Animation filmmaker Gerald Potterton died on the evening of Tuesday August 23 at the age of 91. His works produced in a pivotal period of Canadian cinema will earn him many tributes.
Between England and Canada, Gerald Potterton put his time in pictures. For decades, he handled the absurd and humor to illustrate the frenetic modernity that engulfed the second half of the 20th century. He belongs to this “new wave of irreverent and innovative storytellers”, commented Claude Joli-Coeur, government film commissioner and president of the National Film Board of Canada (NFB), when confirming the news of his death.
Originally from London, Potterton made his first serious sketches at the Hammersmith Art School. Impressed by the modernity of NFB drawings at the time, he fell in love with the work of local filmmakers. Shortly after graduating in 1954, he immigrated to Canada to work alongside the pioneers of animation at the NFB, his “gods,” as he recently called it in an interview.
In a few years, he made his own short films which ensured his notoriety. Movies My financial career (1962) and whim of christmas (1963) will both get Oscar nominations.
Gerald Potterton is also making a name for himself in live-action comedy with the race (1963) and the award-winning wordless film The Railrodder (1965).

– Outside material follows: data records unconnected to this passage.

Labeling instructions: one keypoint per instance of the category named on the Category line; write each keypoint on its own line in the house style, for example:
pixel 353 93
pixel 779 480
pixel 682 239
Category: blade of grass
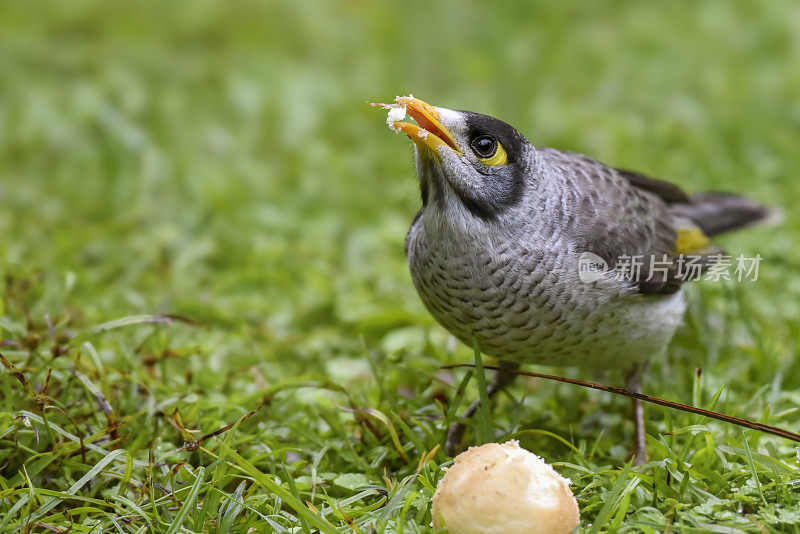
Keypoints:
pixel 483 428
pixel 189 502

Gerald Potterton then leaves for England. He notably collaborated on the animated feature film on the Beatles Yellow Submarine (1968).
Returning to Canada a few years later, he founded Potterton Productions. Among the works of this independent company is an animated short adapted from the tale by Oscar Wilde The Selfish Giant (1972) which earned him a third Oscar nomination.
He then went on to animated films, and supervised a large number of them.
He also dabbles in painting. His realistic-style canvases revolve around themes of aviation and the sky, perhaps echoing his early years of service in the Royal Air Force.
Artist until his last breath, he wrote in 2020 a story for children on Joseph-Armand Bombardier, The Snowman.
A member of the Royal Canadian Academy of Arts, he was chosen in 1998 by the World Animation Celebration as one of the “ten men who shook the world of animation”.